Today, crypto lists like CoinMarketCap and CoinGecko show the blockchain, dapp, stablecoin, and token markets as a single list with no differentiation. This leads many to treat all blockchains and ancillary projects as analogous and the same.
However, the truth is that the crypto stack has very different kinds of projects, and all fit in different niches in blockchain industry.
One of the main distinctions among blockchains specifically is the proof-of-work (PoW) vs proof-of-stake (PoS) dichotomy.
For several reasons, the future of the blockchain industry will be layered, and one of the tradeoffs made in this layered organization will be security vs performance.
In this scenario, different projects in the industry have made distinct design choices to compete in the various niches.
The Ethereum 2.0 and Ethereum Classic Choices
In the case of Ethereum 2.0 (ETH 2.0), which is the next version of the Ethereum blockchain, that ecosystem has decided to pursue a high performance strategy to scale in transactions per second. In doing so, it has a roadmap that will take it to have a PoS consensus mechanism, fragmentation of the database through sharding, it will continue to have no defined monetary policy, and will continue to power smart contracts, which was the project’s major contribution to the industry.
On the other hand Ethereum Classic (ETC), made the conscious choice of following a high security strategy, which is less scalable in terms of transactions per second, but which provides higher guarantees in terms of immutability and monetary soundness.

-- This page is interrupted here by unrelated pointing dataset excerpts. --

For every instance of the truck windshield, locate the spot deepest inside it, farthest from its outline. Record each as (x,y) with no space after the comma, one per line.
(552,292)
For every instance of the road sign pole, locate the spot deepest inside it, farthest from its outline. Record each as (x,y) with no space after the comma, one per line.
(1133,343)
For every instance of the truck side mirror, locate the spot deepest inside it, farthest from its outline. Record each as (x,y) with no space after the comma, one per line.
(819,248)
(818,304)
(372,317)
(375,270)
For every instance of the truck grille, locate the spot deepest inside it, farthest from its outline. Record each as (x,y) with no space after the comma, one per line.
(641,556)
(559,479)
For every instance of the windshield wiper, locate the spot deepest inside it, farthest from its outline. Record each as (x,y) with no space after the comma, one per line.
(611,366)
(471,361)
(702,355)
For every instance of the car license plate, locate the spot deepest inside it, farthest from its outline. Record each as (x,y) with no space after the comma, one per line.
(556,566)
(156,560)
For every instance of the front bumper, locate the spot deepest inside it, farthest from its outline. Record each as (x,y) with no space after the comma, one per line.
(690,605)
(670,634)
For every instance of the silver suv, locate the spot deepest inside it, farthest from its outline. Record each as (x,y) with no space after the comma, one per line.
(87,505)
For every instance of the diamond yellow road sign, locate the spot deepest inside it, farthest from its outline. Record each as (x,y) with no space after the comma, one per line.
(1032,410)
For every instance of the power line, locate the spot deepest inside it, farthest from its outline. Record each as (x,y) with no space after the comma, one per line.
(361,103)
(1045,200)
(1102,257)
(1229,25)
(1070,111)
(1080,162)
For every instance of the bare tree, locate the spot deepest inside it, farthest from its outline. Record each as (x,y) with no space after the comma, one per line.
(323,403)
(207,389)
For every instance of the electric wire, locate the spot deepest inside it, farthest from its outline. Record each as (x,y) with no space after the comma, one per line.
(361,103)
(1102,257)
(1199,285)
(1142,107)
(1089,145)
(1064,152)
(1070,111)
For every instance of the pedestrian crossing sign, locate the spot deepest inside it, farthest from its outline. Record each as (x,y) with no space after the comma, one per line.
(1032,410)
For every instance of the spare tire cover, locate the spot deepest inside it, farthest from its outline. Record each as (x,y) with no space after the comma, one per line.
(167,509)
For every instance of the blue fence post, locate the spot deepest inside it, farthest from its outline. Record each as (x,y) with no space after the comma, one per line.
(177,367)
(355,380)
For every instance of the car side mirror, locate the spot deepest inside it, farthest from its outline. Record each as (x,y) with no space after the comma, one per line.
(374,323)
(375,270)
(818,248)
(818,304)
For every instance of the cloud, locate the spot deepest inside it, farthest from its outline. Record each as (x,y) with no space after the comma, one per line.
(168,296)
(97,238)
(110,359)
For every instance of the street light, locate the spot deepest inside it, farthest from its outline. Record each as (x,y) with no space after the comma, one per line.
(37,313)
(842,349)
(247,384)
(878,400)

Ethereum Classic as a Base Layer System
Although the Ethereum community does not admit it yet, the system’s design choices makes it less secure. This means that, to really power high volumes of transactions for valuable dapps and systems globally and permissionlessly, it will inexorably seek sources of security to anchor its tech ecosystem and currency value.

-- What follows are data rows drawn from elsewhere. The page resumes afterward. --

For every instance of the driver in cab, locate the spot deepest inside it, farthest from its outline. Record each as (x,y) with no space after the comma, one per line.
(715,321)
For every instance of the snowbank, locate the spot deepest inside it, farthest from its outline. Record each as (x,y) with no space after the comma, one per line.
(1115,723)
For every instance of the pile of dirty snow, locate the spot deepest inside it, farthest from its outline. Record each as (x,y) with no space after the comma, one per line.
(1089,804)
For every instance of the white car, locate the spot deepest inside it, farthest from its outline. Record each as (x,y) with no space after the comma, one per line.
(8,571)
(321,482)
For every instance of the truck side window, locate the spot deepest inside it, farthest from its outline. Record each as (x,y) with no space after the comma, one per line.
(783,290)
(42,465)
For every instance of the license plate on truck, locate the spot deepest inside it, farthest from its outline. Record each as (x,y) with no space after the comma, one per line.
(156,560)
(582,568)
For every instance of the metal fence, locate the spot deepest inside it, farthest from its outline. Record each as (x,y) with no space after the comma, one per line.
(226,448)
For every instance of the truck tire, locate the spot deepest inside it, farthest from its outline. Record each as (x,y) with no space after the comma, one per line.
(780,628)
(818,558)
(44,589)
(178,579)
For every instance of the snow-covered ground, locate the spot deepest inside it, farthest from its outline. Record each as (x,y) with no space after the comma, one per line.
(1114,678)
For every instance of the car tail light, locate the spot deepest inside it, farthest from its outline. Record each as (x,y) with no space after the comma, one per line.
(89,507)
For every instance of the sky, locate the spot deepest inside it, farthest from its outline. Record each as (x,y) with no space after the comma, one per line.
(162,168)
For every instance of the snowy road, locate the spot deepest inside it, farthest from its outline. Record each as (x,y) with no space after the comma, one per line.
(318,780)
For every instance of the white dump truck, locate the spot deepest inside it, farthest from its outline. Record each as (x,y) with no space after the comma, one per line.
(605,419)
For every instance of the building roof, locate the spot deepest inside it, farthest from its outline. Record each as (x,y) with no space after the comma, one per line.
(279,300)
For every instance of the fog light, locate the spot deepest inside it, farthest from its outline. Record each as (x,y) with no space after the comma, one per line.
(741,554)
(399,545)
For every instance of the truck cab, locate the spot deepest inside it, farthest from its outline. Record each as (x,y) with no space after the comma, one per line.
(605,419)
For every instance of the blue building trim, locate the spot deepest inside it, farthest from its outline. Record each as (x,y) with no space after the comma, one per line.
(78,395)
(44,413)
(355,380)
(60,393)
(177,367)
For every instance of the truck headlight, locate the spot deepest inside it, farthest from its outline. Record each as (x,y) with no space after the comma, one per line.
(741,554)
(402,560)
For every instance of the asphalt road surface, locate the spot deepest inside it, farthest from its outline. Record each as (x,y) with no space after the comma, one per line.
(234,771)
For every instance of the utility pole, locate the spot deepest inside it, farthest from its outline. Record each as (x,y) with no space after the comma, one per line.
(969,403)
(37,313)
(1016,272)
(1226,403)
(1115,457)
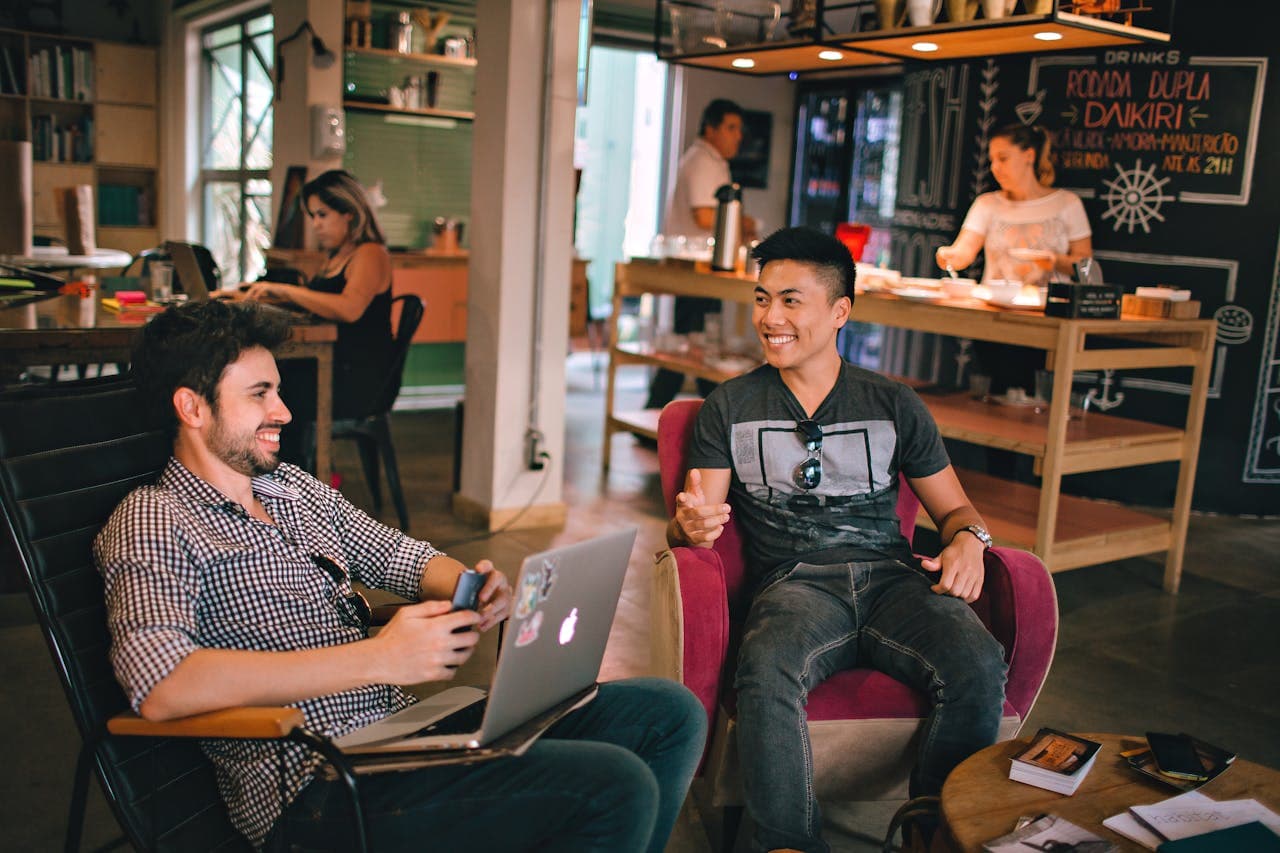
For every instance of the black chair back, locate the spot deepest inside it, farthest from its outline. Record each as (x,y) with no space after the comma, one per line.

These anchors will be Bitcoin and Ethereum Classic, and possibly a few other proof-of-work system.
The reason ETH 2.0 (and other systems such as Cardano, Polkadot, Dfinity, Tezos, Cosmos, etc.) will seek security from base layer systems is that its own components are layered.
Ethereum 2.0 will have a top layer with channels or rollups, an intermediate layer with dapp specific satellite networks or shards, and a central relay and monetary blockchain called the beacon chain.
The problem is that, as a PoS chain, the beacon chain will not provide the security guarantees, that PoW based Nakamoto consensus chains provide.
This means that the ETH 2.0’s shards, the beacon chain, or even specific independent dapps will seek security services (anchoring and monetary) from base layer system.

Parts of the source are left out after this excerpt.